Kamala Harris udała się w poniedziałek do Wilmington w stanie Delaware, aby spotkać się personelem kampanii wyborczej. Już zapowiedziała m.in. walkę o prawo kobiet do aborcji, a także wzmocnienie klasy średniej.
Będziemy walczyć o wolność reprodukcyjną. Wiedząc, że jeśli Trump dostanie szansę, podpisze ogólnokrajowy zakaz aborcji - powiedziała.
Demokratka podczas swojego pierwszego wydarzenia w kampanii wyborczej jako cel swojej prezydentury określiła też wzmocnienie klasy średniej.

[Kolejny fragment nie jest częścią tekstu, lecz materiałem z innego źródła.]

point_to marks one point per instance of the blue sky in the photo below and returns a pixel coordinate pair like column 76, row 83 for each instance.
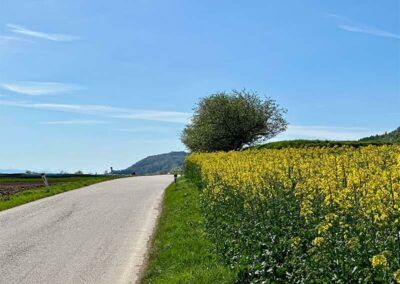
column 85, row 85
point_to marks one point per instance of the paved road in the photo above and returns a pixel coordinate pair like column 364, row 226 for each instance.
column 97, row 234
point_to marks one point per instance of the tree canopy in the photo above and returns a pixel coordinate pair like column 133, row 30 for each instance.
column 230, row 121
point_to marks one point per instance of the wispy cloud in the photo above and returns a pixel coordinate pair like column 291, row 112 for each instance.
column 144, row 129
column 74, row 122
column 348, row 25
column 38, row 88
column 5, row 39
column 37, row 34
column 324, row 132
column 105, row 111
column 180, row 117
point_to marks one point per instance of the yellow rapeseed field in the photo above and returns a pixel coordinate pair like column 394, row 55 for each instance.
column 339, row 190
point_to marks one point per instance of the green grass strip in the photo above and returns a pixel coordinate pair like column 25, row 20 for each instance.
column 35, row 194
column 181, row 252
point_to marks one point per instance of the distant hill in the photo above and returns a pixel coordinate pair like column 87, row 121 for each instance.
column 391, row 137
column 157, row 164
column 11, row 171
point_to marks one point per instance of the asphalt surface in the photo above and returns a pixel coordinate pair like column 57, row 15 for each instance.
column 96, row 234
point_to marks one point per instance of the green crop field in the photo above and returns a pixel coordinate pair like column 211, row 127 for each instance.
column 18, row 190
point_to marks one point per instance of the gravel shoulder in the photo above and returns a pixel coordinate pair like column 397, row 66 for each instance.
column 97, row 234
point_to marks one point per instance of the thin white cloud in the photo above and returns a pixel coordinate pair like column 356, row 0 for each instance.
column 31, row 88
column 37, row 34
column 105, row 111
column 351, row 26
column 324, row 132
column 74, row 122
column 179, row 117
column 6, row 39
column 144, row 129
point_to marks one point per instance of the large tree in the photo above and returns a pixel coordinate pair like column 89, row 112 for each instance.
column 230, row 121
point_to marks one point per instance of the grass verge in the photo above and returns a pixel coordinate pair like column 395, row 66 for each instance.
column 34, row 194
column 180, row 251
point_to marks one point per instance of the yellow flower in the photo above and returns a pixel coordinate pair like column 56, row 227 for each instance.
column 318, row 241
column 379, row 260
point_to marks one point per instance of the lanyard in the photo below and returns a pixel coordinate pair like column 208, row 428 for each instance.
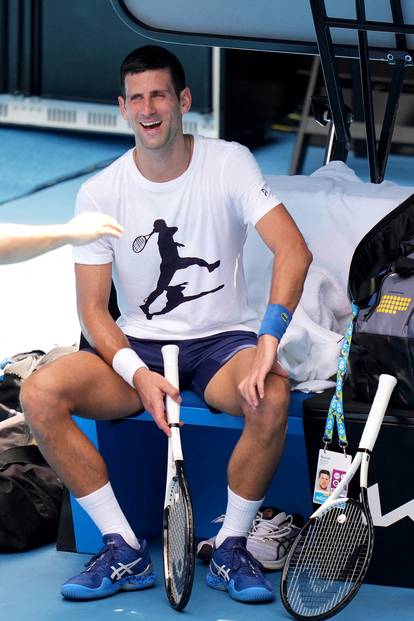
column 336, row 407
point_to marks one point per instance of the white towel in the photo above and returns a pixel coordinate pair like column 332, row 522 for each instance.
column 309, row 353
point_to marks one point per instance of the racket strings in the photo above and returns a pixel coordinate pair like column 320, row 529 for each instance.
column 139, row 243
column 177, row 541
column 328, row 560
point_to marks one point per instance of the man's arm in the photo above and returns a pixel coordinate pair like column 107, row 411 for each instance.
column 93, row 287
column 19, row 242
column 291, row 262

Kocham Joe Bidena (..) Wygramy. Widzę, jakim typem faceta jest Donald Trump - kontynuowała, porównując kandydata republikanów do "drapieżnika" i "oszusta".
Harris opisała swoje doświadczenia jako prokuratora generalnego w Kalifornii.
W tej roli mierzyłam się z wszelkiego rodzaju typami (...) Drapieżców, którzy wykorzystywali kobiety, oszustów, którzy okradali ludzi (...) Posłuchajcie więc mnie: znam typ Donalda Trumpa - przekonywała.
Zwróciła uwagę, że każdy stoi przed pytaniem, w jakim kraju chce żyć: w kraju wolności, współczucia i rządów prawa, czy w kraju chaosu, strachu i nienawiści?
Każdy z nas ma możliwość odpowiedzi na to pytanie. Zatem przez następne 106 dni mamy pracę do wykonania - powiedziała Harris, zwracając się do zespołu wyborczego demokratów.